Il hausse les épaules avant de faire rebondir sa balle sur le sol. La gardienne plisse les yeux. Vas-y. Amène-toi. Alors qu’il court vers elle, le corps de Mathilde se tend. Elle doit absolument s’approcher pour lui bloquer le passage. Malheureusement, devant cette locomotive lancée à pleine vitesse, la peur lui tord l'estomac. Allez, bouge. Le grand singe s’élève dans les airs. Allez, bouge ! ALLEZ… Les pieds de la gardienne se décollent du terrain et s’avancent vers le monstre.

Il arme son bras.

Mathilde tente une feinte.


Un sifflement passe tout près de ses oreilles.


Tchac.

Le ballon se loge dans les filets.


Raté. La mâchoire contractée, elle se tourne vers le sourire suffisant du primate.
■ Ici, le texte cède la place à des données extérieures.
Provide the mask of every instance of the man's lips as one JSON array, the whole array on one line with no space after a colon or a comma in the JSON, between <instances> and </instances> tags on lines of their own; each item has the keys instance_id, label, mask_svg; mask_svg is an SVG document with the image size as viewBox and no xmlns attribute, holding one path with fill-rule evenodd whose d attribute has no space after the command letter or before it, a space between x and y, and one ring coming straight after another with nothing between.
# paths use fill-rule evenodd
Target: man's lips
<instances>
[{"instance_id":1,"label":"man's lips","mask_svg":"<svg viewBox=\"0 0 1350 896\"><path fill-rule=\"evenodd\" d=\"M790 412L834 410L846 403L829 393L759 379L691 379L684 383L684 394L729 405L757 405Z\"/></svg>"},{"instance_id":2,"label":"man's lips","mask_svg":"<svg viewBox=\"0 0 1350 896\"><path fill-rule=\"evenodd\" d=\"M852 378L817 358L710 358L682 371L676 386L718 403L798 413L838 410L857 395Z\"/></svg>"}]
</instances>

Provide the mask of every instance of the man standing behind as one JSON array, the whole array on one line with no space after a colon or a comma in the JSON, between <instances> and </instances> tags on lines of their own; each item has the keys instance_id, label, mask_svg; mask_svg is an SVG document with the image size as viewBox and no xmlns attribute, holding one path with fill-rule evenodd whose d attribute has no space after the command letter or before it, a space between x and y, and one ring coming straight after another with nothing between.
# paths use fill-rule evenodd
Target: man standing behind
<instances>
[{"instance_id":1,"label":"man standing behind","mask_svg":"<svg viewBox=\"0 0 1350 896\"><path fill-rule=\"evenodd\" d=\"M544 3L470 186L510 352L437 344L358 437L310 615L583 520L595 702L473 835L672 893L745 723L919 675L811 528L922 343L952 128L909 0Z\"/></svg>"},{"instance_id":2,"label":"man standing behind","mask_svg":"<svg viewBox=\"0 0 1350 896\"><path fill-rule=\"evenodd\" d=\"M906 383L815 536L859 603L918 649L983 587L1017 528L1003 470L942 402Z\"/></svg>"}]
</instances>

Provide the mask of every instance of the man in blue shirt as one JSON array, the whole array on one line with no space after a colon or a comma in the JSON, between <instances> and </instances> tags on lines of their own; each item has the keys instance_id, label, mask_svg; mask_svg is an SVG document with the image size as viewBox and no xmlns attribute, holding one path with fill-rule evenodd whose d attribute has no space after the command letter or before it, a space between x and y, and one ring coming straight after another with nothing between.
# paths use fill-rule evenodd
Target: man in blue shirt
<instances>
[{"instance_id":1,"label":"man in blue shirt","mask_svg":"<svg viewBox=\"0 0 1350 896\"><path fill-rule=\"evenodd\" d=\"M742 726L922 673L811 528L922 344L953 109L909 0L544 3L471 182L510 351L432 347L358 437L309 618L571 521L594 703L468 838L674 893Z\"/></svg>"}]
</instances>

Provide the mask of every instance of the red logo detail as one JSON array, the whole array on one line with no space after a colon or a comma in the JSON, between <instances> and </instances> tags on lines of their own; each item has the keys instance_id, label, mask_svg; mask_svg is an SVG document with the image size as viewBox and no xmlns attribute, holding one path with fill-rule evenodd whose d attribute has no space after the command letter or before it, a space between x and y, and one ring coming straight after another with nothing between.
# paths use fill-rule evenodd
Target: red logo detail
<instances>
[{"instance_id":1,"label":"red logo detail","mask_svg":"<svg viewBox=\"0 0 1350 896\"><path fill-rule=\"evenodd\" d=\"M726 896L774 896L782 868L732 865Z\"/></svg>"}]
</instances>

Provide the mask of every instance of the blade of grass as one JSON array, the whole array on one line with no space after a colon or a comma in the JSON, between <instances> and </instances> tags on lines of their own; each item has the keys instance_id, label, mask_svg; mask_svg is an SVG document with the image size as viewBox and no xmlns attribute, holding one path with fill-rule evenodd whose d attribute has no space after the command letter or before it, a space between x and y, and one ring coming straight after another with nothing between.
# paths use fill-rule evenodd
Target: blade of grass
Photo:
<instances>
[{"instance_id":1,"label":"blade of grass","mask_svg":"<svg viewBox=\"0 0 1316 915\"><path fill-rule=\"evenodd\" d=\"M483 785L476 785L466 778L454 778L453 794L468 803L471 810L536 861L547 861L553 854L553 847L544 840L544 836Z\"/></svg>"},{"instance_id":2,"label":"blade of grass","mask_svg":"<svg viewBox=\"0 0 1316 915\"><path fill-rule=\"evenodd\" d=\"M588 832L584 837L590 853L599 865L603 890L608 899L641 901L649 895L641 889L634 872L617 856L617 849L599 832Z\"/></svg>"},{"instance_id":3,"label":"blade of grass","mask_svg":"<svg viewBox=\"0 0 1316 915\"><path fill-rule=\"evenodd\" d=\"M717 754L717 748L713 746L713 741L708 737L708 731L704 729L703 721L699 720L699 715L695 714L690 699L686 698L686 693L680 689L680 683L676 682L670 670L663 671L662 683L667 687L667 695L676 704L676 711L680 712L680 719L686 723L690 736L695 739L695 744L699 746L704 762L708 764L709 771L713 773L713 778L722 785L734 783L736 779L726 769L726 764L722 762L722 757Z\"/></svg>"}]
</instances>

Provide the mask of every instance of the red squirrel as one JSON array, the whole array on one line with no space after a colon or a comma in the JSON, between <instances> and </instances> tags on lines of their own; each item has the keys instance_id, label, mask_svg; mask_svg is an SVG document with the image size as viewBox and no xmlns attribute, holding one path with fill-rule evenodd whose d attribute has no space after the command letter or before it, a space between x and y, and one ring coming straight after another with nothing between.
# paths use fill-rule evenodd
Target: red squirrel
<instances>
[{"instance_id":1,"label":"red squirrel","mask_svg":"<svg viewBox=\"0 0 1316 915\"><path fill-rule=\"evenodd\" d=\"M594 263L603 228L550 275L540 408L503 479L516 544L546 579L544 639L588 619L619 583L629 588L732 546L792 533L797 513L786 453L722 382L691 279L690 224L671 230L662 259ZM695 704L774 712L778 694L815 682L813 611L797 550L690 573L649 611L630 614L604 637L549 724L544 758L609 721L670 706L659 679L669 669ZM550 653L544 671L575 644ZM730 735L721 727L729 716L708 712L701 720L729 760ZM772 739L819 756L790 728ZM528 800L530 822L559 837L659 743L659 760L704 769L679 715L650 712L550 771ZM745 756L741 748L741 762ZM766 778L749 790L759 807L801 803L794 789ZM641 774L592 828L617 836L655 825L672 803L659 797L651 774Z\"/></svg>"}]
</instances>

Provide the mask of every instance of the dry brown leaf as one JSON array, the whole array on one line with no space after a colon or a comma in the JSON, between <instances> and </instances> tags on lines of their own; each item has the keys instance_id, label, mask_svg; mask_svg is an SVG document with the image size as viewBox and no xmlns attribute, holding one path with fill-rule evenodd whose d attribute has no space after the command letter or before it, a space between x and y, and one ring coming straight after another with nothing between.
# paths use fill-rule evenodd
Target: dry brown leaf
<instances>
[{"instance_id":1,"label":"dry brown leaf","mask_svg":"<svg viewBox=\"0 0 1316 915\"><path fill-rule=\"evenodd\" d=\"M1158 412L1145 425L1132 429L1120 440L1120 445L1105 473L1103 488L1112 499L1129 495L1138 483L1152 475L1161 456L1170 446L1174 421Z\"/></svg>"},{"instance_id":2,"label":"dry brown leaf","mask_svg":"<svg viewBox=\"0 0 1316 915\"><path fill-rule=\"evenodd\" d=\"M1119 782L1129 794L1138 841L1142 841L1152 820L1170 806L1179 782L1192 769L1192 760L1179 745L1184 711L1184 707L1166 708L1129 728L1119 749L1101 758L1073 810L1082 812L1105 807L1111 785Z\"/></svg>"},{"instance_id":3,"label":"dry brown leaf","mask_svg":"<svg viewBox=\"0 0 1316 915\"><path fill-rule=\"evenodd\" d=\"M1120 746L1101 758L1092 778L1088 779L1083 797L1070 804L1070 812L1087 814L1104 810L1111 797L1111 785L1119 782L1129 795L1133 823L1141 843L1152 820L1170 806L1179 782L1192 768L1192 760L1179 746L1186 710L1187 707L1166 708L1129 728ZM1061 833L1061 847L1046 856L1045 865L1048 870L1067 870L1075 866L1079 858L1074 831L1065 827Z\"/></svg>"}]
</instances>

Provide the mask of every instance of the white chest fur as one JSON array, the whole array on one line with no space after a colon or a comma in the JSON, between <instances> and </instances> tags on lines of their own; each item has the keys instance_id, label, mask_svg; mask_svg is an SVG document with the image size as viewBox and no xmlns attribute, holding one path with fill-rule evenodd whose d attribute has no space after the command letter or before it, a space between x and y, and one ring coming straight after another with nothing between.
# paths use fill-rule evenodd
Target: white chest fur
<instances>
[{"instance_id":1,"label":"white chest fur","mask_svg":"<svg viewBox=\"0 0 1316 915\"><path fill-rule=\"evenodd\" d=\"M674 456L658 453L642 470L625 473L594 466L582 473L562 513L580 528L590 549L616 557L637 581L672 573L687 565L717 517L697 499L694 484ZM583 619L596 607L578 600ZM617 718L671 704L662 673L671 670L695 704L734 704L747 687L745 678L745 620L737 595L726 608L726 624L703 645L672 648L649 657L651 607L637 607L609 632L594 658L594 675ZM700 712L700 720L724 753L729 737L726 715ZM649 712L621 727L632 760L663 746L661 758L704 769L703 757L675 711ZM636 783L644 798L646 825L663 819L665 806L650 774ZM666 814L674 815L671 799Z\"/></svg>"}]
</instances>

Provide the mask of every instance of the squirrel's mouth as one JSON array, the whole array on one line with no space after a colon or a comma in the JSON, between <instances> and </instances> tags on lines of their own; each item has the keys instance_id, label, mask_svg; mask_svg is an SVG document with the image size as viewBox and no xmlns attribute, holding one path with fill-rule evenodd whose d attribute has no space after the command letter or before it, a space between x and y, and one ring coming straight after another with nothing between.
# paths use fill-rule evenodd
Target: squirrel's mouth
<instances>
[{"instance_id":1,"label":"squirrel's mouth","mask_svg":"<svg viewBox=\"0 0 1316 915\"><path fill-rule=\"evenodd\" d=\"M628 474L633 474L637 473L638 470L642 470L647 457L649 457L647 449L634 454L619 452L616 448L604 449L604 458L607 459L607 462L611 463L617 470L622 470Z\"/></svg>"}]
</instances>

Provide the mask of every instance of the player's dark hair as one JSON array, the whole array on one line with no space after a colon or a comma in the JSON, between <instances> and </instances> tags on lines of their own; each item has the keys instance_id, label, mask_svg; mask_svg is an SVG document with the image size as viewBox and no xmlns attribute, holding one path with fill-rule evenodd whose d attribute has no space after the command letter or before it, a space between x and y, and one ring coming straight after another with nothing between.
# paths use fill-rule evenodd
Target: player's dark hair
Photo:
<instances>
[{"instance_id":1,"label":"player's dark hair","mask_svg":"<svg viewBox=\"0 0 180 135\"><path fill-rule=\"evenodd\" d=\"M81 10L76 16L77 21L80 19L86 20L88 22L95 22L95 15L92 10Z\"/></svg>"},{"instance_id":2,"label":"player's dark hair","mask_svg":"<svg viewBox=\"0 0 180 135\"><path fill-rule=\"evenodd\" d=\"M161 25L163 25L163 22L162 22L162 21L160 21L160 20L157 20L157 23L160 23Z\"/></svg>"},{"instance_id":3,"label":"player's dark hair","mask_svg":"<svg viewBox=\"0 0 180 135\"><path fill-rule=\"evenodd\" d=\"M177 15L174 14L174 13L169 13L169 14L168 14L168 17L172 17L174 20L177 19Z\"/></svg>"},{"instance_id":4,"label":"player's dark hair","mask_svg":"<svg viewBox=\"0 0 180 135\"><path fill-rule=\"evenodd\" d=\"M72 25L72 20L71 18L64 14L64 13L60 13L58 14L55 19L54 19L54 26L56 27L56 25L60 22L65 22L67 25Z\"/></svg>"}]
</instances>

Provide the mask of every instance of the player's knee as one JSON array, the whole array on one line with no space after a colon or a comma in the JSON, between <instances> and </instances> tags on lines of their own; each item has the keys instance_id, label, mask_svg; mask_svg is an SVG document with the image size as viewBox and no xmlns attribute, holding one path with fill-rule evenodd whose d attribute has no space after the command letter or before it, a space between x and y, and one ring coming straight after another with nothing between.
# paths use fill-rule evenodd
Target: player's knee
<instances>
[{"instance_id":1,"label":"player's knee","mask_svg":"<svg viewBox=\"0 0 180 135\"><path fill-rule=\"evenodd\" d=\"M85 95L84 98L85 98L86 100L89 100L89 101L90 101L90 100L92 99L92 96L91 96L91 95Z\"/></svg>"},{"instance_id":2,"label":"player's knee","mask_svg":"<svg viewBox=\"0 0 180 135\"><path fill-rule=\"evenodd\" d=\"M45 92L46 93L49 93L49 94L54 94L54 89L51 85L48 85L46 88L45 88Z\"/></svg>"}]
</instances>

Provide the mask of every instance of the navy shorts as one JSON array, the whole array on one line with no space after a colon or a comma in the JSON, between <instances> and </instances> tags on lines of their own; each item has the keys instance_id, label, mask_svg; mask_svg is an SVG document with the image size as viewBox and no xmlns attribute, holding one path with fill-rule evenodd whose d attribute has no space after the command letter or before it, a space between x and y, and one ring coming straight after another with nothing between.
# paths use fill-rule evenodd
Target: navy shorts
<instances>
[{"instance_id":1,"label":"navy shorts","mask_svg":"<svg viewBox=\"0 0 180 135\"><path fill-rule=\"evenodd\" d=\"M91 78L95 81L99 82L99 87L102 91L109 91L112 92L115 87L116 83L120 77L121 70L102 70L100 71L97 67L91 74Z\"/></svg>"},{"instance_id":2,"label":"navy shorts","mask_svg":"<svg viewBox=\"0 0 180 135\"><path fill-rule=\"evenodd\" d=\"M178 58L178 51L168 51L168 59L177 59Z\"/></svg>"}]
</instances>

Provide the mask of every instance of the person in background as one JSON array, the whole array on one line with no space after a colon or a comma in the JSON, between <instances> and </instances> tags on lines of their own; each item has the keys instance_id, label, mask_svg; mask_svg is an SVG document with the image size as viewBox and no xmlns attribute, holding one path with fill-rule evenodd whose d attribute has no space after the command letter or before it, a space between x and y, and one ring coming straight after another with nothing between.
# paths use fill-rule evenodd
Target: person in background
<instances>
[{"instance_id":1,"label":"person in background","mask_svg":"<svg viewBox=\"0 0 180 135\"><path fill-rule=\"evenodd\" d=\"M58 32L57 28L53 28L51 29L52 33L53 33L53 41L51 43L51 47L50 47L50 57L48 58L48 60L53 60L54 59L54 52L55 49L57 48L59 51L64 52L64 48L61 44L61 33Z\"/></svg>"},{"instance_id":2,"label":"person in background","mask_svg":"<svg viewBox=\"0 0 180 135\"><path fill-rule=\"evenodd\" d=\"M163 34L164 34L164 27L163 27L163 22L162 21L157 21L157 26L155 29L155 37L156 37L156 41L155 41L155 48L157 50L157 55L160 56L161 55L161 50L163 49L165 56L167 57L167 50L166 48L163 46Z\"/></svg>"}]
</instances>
  • Je te l’avais dit, balance-t-il d’un ton léger.

Alors qu’il s’éloigne des buts en sifflotant, Mathilde se redresse. Son regard se pose sur la balle oubliée au fond du but. Elle la fait rouler sous son pied avant de la coincer entre sa hanche et son avant-bras. Elle relève la tête. Le gorille a déjà mis un autre point dans la cage d’en face, laissant le gardien tremblant sur ses jambes. Les jointures des doigts de la sportive craquent dangereusement.